Le noyautage réussi du Tribunal constitutionnel par les socialistes

Bien évidemment, le Tribunal constitutionnel espagnol n’échappe pas à ce processus de politisation de la Justice. Son actuel président, Candido Conde-Pumpido, ancien Procureur général nommé par le président socialiste José-Luis Rodriguez Zapatero, est un magistrat connu pour sa proximité avec le Gouvernement.

Le discrédit de l’institution s’est à nouveau manifesté par une décision de juillet, dans laquelle les magistrats suprêmes ont annulé un arrêt du Tribunal suprême – équivalent espagnol de la Cour de cassation – condamnant plusieurs anciens dirigeants socialistes pour avoir détourné plus de 700 millions d’euros d’argent public en Andalousie, ce qui constitue à ce jour le plus grand scandale de corruption de l’histoire espagnole. Le recours en vertu duquel l’arrêt du Tribunal suprême a été annulé permet au Tribunal constitutionnel de corriger une décision de justice lorsque sa motivation est « illogique ou indiscutablement extravagante ».

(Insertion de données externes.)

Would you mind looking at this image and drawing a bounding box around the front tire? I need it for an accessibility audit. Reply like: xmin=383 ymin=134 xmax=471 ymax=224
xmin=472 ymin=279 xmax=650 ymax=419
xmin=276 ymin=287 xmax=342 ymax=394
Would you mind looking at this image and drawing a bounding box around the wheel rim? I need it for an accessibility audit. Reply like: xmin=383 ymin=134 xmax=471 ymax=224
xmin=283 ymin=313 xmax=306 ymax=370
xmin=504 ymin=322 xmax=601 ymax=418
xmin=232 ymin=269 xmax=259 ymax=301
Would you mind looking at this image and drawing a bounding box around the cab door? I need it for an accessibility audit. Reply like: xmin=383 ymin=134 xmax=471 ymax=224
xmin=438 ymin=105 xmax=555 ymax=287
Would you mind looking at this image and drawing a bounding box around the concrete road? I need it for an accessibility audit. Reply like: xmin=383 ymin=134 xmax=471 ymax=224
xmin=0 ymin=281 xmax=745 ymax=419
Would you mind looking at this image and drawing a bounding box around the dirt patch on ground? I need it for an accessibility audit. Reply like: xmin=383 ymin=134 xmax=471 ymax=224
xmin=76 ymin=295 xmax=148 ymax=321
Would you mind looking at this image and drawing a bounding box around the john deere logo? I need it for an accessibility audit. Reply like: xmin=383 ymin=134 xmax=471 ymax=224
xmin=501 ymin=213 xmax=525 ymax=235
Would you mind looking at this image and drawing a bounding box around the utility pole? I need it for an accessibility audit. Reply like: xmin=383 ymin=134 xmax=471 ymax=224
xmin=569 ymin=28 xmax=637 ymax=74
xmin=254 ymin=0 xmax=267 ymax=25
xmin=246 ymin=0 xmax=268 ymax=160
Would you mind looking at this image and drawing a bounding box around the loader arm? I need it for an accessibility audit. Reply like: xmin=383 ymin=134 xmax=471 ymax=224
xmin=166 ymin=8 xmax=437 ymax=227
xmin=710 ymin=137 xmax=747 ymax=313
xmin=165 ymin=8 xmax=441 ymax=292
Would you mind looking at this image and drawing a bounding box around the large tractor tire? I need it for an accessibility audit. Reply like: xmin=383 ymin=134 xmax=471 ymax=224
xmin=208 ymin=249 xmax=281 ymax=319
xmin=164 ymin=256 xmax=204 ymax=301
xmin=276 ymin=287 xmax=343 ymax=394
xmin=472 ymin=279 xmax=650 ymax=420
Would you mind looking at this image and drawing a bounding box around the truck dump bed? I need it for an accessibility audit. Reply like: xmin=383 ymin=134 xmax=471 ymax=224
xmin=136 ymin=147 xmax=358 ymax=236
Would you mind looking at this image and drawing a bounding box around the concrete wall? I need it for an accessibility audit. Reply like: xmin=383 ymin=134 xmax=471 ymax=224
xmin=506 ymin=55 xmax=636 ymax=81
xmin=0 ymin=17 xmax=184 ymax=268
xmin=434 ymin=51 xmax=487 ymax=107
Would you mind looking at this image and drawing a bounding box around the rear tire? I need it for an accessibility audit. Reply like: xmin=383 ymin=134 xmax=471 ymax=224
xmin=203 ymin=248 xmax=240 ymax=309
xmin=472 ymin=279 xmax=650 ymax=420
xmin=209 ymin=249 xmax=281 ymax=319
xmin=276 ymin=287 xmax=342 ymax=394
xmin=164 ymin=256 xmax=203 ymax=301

La rédactrice de la décision, Inmaculada Montalban, est une magistrate proche des socialistes et a été décorée par un des condamnés, José Antonio Griñán. Ainsi, une Cour constitutionnelle indiscutablement politisée, composée d’une magistrate qui aurait dû s’abstenir en raison de son manque évident d’impartialité, a réprouvé la motivation juridique des plus importants magistrats du pays et gracié en catimini plusieurs dirigeants socialistes.

Certains analystes jugent que la défense du Procureur général, qui accuse le juge d’instruction d’agir de manière « précipitée » et de violer ses droits fondamentaux, permettra de justifier une prochaine intervention du Tribunal constitutionnel en sa faveur. Espérons ne pas en arriver là, car si les juges constitutionnels graciaient le Procureur général sur ces fondements, nous ferions face à un coup d’État en bonne et due forme.

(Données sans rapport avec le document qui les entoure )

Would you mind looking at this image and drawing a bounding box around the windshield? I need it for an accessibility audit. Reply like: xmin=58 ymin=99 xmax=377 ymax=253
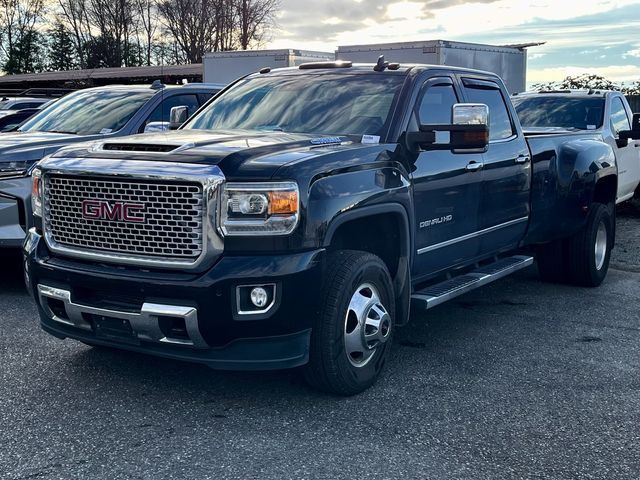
xmin=513 ymin=96 xmax=605 ymax=130
xmin=186 ymin=73 xmax=406 ymax=138
xmin=19 ymin=89 xmax=155 ymax=135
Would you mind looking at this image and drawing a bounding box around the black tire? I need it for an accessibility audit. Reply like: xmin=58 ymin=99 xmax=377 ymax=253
xmin=565 ymin=202 xmax=614 ymax=287
xmin=304 ymin=250 xmax=395 ymax=396
xmin=536 ymin=239 xmax=568 ymax=283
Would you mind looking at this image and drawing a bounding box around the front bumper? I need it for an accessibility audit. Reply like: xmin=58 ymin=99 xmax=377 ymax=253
xmin=25 ymin=229 xmax=324 ymax=370
xmin=0 ymin=175 xmax=31 ymax=248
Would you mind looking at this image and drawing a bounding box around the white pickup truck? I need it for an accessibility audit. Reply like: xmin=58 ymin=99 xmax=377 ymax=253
xmin=513 ymin=90 xmax=640 ymax=204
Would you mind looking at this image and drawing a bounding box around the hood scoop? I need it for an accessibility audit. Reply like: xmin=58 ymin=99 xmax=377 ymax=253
xmin=102 ymin=143 xmax=180 ymax=153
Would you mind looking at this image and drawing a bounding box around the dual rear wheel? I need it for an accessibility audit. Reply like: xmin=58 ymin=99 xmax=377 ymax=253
xmin=537 ymin=202 xmax=614 ymax=287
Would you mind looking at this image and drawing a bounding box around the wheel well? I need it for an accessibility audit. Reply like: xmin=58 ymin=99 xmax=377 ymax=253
xmin=593 ymin=175 xmax=617 ymax=206
xmin=327 ymin=213 xmax=405 ymax=280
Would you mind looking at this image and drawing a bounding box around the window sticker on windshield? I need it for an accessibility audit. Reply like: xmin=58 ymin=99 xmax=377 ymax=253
xmin=100 ymin=128 xmax=113 ymax=134
xmin=587 ymin=125 xmax=596 ymax=130
xmin=362 ymin=135 xmax=380 ymax=144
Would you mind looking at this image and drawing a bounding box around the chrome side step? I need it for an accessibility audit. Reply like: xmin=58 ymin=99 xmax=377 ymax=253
xmin=411 ymin=255 xmax=534 ymax=310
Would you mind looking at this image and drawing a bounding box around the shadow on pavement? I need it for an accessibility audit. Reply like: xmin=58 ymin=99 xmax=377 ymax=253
xmin=617 ymin=198 xmax=640 ymax=218
xmin=0 ymin=248 xmax=24 ymax=294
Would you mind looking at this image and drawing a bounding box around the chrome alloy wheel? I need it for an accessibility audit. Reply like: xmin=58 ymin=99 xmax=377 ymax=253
xmin=594 ymin=220 xmax=608 ymax=271
xmin=344 ymin=283 xmax=391 ymax=367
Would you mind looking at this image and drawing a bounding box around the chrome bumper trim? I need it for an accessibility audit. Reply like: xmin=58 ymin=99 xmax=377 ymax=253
xmin=37 ymin=284 xmax=208 ymax=349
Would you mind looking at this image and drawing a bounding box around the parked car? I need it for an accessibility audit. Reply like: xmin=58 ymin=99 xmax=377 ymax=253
xmin=512 ymin=90 xmax=640 ymax=204
xmin=25 ymin=62 xmax=622 ymax=395
xmin=0 ymin=108 xmax=41 ymax=132
xmin=0 ymin=82 xmax=224 ymax=248
xmin=0 ymin=100 xmax=58 ymax=133
xmin=0 ymin=96 xmax=52 ymax=118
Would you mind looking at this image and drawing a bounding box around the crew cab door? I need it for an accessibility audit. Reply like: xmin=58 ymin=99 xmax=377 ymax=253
xmin=410 ymin=76 xmax=483 ymax=278
xmin=460 ymin=77 xmax=531 ymax=256
xmin=608 ymin=95 xmax=640 ymax=202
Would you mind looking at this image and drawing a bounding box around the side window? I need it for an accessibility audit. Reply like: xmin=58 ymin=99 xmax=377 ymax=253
xmin=417 ymin=82 xmax=458 ymax=125
xmin=198 ymin=92 xmax=217 ymax=104
xmin=11 ymin=102 xmax=40 ymax=110
xmin=142 ymin=94 xmax=200 ymax=130
xmin=610 ymin=97 xmax=631 ymax=136
xmin=465 ymin=85 xmax=514 ymax=141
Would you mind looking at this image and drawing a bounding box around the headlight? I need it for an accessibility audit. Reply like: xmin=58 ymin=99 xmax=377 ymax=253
xmin=220 ymin=182 xmax=299 ymax=236
xmin=31 ymin=168 xmax=43 ymax=217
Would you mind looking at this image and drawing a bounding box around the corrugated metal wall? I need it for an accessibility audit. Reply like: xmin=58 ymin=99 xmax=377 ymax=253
xmin=627 ymin=95 xmax=640 ymax=113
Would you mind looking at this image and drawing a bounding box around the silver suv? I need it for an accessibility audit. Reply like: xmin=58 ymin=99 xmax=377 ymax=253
xmin=0 ymin=82 xmax=224 ymax=248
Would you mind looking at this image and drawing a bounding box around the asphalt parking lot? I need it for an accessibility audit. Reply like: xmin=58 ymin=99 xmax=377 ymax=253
xmin=1 ymin=203 xmax=639 ymax=480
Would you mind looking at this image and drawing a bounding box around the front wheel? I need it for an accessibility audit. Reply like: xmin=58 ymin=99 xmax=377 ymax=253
xmin=566 ymin=202 xmax=614 ymax=287
xmin=304 ymin=250 xmax=395 ymax=396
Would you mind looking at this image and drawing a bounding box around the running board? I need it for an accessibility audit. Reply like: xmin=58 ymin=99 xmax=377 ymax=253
xmin=411 ymin=255 xmax=534 ymax=310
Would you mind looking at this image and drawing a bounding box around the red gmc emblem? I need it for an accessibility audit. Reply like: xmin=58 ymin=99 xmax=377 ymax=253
xmin=82 ymin=199 xmax=146 ymax=223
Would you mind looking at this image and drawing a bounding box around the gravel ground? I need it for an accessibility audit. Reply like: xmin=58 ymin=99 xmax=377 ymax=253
xmin=0 ymin=208 xmax=639 ymax=480
xmin=612 ymin=199 xmax=640 ymax=272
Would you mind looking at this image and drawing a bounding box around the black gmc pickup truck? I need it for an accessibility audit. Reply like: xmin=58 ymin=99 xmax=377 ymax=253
xmin=25 ymin=61 xmax=618 ymax=395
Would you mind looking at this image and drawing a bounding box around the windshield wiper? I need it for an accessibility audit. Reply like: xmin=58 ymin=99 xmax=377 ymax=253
xmin=46 ymin=130 xmax=78 ymax=134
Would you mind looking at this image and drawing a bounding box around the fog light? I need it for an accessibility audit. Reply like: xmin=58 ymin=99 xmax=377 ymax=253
xmin=236 ymin=284 xmax=276 ymax=317
xmin=250 ymin=287 xmax=268 ymax=308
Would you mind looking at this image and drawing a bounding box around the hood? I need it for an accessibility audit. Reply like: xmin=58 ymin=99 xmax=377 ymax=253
xmin=54 ymin=129 xmax=380 ymax=180
xmin=0 ymin=131 xmax=87 ymax=150
xmin=0 ymin=131 xmax=104 ymax=175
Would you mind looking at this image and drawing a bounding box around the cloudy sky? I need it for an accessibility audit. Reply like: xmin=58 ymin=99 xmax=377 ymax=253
xmin=268 ymin=0 xmax=640 ymax=84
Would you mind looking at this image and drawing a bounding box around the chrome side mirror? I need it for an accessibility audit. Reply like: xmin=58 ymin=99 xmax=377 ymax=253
xmin=452 ymin=103 xmax=489 ymax=127
xmin=407 ymin=103 xmax=490 ymax=152
xmin=144 ymin=121 xmax=170 ymax=133
xmin=169 ymin=106 xmax=189 ymax=130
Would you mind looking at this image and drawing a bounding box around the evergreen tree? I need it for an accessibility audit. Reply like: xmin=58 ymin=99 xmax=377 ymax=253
xmin=3 ymin=31 xmax=46 ymax=74
xmin=48 ymin=23 xmax=78 ymax=71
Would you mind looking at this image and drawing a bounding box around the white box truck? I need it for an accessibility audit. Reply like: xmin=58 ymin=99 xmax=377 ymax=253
xmin=336 ymin=40 xmax=538 ymax=93
xmin=203 ymin=49 xmax=333 ymax=85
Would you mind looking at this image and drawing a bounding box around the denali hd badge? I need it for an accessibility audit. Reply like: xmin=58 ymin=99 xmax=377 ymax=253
xmin=82 ymin=199 xmax=146 ymax=223
xmin=420 ymin=215 xmax=453 ymax=229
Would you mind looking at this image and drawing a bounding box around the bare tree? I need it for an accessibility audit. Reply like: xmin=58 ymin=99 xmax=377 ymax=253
xmin=87 ymin=0 xmax=137 ymax=66
xmin=135 ymin=0 xmax=156 ymax=65
xmin=57 ymin=0 xmax=93 ymax=68
xmin=158 ymin=0 xmax=279 ymax=62
xmin=157 ymin=0 xmax=220 ymax=63
xmin=0 ymin=0 xmax=46 ymax=72
xmin=235 ymin=0 xmax=278 ymax=50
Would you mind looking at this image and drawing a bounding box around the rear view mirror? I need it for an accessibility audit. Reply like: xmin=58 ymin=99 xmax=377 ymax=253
xmin=169 ymin=106 xmax=189 ymax=130
xmin=619 ymin=113 xmax=640 ymax=141
xmin=407 ymin=103 xmax=489 ymax=152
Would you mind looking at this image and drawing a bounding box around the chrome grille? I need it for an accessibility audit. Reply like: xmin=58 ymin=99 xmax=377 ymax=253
xmin=44 ymin=175 xmax=204 ymax=259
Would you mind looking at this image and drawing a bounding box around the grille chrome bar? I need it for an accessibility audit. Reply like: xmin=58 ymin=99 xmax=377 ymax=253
xmin=38 ymin=158 xmax=224 ymax=270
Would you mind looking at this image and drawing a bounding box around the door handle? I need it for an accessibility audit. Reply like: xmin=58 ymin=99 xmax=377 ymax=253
xmin=466 ymin=162 xmax=484 ymax=172
xmin=515 ymin=155 xmax=530 ymax=164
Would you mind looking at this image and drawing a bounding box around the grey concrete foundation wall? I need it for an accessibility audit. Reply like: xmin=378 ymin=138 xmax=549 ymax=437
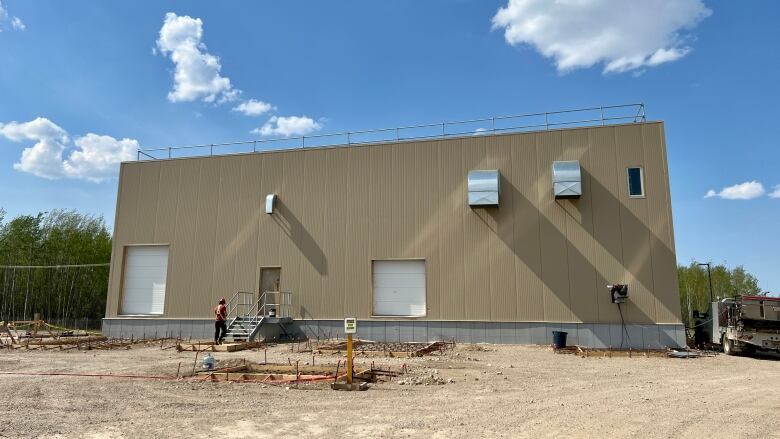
xmin=102 ymin=319 xmax=686 ymax=349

L’UE ne se préoccupe pas vraiment de l’Etat de droit

L’article 7 du Traité sur le fonctionnement de l’UE offre la possibilité aux institutions européennes de lancer des procédures de prévention et de sanction contre des Etats-membres dans lesquels sont constatées des violations de l’Etat de droit. Le mécanisme a notamment été mobilisé par la Commission européenne contre la Hongrie et la Pologne. Dans ce deuxième pays, la politisation de la Cour constitutionnelle et les réformes attentant à l’indépendance de la justice et du Ministère public par le Gouvernement conservateur du PiS étaient en cause.

L’affaiblissement de l’Etat de droit en Espagne du fait de l’offensive socialiste contre l’indépendance de la justice et du noyautage d’institutions indépendantes est contraire aux valeurs de l’Union européenne. Cependant, la présence des socialistes espagnols au sein de la coalition exempte le Gouvernement espagnol des reproches qui sont adressés à la Hongrie et à la Pologne. Les socialistes espagnols ont même été récompensés, comme en témoigne la nomination de Teresa Ribera au très stratégique poste de commissaire à la Concurrence.

Faut-il en conclure que le respect de l’Etat de droit, dont la Commission européenne se gargarise, n’est qu’un instrument politique de Bruxelles contre ses opposants politiques ? Je laisse au lecteur se faire son avis.